The street vendor is a ubiquitous feature of urban life virtually everywhere in the world.  Food served from a battered cart, jewelry on rickety table, local souvenirs laid in neat rows on a blanket (ready to be pulled up by the corners at the first sign of the police).

Street vendors are often viewed as an urban nuisance even in the most developed of economies – recall Mayor Rudy Giuliani’s war on vendors, legal or otherwise, in New York City in the 1990s.  The Federation of Economic Development Associations (FEDA), a grassroots federation of small and medium-sized enterprises (SMEs) in Egypt, knew that this would be an issue that would capture attention when its launched its own program aimed at this unlikely group of small business owners.

Still, FEDA has sparked public debate on the issue in Egypt at a level it didn’t expect.  It earned significant print and broadcast media coverage – most recently, a spot on Nile Life TV’s popular Every Night program.  Every Night is seen nationwide in Egypt and by satellite throughout the MENA region.

[youtube:http://www.youtube.com/watch?v=li8lidIs6Rs]

It’s a great piece, which includes on-site interviews with vendors and a lively discussion with FEDA vice chair Abdul Motei Lotfi and CIPE Egypt director Randa al Zoghbi.  Lotfi and Zoghbi do a great job of outlining the issue – how to regulate street vendors.  What is most striking, though, is how the vendor interview segment puts a human face on a too-often marginalized group.

[youtube:http://www.youtube.com/watch?v=UjLz_OMbNe0]

Egypt has ranked in the top 10 reformers in the World Bank’s annual Doing Business Indicators for three of the past four years.  There are still many, however, for whom the barriers to entry to starting a conventional business — particularly property ownership — simply remain too high, leading them to sell on the street.  And while it is technically possible to obtain a license to be a street vendor in Egypt, few licenses are issued, out of fear of encouraging rural-to-urban migration.  As a result, most vendors operate in the informal economy, enduring harassment from, or being forced to bribe, police and municipal officials to stay in business.

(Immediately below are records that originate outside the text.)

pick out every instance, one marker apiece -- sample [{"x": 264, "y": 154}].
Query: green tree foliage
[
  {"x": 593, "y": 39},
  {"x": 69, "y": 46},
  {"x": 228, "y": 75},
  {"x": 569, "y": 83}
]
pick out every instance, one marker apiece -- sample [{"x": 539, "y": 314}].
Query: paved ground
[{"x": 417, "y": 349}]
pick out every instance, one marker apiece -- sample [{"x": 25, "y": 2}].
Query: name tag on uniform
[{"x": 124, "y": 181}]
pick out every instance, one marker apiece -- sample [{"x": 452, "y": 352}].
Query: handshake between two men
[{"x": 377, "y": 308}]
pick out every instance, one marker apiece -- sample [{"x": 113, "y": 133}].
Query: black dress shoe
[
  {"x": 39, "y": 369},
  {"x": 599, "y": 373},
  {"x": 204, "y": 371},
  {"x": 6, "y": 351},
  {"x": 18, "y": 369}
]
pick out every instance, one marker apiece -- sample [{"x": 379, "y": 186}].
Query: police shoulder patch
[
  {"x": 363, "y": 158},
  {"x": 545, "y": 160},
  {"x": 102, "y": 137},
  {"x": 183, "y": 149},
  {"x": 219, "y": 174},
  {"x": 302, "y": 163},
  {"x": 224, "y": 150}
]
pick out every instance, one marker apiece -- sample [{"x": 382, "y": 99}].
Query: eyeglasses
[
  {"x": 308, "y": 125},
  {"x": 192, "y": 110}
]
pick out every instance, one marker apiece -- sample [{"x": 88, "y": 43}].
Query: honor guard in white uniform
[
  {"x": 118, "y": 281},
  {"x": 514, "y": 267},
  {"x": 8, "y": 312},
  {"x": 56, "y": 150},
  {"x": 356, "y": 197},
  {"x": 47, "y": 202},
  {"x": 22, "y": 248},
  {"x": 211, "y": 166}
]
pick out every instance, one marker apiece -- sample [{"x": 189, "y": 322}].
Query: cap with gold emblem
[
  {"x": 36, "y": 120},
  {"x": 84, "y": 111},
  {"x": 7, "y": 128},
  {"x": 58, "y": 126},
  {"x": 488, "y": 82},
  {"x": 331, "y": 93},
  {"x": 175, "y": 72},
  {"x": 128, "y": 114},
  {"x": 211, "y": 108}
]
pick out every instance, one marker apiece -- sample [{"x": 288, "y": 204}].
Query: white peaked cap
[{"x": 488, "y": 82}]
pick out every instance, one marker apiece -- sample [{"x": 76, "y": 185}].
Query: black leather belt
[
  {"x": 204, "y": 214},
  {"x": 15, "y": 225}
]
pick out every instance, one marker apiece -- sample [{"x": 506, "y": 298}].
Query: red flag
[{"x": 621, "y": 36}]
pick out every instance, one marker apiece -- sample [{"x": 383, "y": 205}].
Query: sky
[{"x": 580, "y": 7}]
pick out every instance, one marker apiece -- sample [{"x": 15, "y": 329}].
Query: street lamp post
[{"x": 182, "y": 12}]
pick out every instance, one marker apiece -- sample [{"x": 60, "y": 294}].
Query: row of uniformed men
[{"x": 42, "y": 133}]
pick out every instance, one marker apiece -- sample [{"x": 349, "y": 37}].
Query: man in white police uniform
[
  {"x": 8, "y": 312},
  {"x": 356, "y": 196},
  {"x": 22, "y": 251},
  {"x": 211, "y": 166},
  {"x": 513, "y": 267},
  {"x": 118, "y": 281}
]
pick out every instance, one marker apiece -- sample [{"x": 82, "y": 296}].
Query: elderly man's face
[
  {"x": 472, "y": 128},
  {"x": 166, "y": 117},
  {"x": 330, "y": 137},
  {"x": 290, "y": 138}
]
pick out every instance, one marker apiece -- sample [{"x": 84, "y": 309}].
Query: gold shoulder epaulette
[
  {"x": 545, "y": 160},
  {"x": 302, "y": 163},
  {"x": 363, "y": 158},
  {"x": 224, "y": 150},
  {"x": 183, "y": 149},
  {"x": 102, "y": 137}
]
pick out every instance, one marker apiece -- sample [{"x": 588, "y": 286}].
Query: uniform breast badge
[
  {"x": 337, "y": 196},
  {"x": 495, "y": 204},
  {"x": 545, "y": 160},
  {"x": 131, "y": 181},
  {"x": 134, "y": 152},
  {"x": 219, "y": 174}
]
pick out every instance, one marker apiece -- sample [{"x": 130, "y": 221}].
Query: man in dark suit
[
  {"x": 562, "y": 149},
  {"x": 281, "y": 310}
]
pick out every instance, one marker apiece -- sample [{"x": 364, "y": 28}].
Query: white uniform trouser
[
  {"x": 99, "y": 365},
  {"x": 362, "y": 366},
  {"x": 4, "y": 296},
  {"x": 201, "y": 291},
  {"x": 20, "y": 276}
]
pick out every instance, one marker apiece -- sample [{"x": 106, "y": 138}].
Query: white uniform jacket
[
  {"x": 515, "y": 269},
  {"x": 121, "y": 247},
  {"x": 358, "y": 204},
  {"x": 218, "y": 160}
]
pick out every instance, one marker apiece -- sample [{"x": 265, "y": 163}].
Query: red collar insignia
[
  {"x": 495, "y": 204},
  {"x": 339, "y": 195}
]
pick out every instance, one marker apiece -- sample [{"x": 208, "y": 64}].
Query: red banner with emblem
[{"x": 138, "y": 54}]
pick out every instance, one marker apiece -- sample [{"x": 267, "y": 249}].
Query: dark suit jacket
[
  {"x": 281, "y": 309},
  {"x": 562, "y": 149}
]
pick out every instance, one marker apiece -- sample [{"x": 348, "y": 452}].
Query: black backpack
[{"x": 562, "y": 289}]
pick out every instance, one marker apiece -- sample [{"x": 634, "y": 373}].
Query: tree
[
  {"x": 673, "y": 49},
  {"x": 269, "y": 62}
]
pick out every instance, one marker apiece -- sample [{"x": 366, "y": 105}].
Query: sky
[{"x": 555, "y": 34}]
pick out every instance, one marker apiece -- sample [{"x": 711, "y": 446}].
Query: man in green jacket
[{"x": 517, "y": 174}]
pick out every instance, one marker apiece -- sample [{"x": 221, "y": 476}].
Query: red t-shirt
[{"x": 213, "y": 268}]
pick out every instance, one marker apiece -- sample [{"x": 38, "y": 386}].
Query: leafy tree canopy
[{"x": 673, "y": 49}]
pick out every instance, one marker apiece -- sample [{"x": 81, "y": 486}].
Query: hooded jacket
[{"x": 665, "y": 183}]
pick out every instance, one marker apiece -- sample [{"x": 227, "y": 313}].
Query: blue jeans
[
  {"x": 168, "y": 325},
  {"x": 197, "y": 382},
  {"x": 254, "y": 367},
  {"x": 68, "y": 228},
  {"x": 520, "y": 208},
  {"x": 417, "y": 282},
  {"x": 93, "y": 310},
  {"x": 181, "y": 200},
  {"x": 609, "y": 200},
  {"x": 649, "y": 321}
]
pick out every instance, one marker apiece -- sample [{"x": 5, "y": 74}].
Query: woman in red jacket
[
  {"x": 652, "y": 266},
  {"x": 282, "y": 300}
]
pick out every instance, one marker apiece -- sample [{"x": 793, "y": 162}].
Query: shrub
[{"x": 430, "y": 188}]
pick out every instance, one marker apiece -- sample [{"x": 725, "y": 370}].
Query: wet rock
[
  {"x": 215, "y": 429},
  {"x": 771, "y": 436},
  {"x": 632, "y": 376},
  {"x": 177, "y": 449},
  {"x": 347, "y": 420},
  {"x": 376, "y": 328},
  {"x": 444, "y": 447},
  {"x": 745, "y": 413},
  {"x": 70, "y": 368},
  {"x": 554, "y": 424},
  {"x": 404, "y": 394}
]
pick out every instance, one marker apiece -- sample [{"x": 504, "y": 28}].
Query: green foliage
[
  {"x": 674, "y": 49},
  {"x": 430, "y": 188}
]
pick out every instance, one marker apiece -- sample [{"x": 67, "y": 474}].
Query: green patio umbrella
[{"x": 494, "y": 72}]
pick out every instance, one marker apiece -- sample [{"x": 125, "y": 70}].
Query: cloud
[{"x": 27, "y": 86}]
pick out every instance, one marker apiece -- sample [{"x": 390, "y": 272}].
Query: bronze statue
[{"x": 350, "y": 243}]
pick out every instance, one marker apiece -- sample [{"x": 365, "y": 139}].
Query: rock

FEDA and CIPE seek to lower these legal and regulatory barriers to entry to bring the vendors from the informal into the formal economy, where they can be registered, regulated, and taxed, and where they will enjoy legal protection, access to social services, and protection from abusive officials – as well as access to financial services such as credit.  With credit, a particularly successful vendor could get off the street and into a shop, and before long, need to hire employees, then need a bigger shop, etc.

Success on this issue would yield benefits not only to the vendors.  Given the employment crisis looming on the horizon throughout the MENA region, the Egyptian government has a vested interest in any proposal that has the prospect of generating new jobs.

For FEDA, 100 local associations and 30,000 SMEs strong, bringing street vendors into the formal sector has another big upside: thousands of potential new members to add to its already significant grassroots-based political clout.  Brilliant.  Perhaps Egyptians have better democratic instincts than they’re sometimes given credit…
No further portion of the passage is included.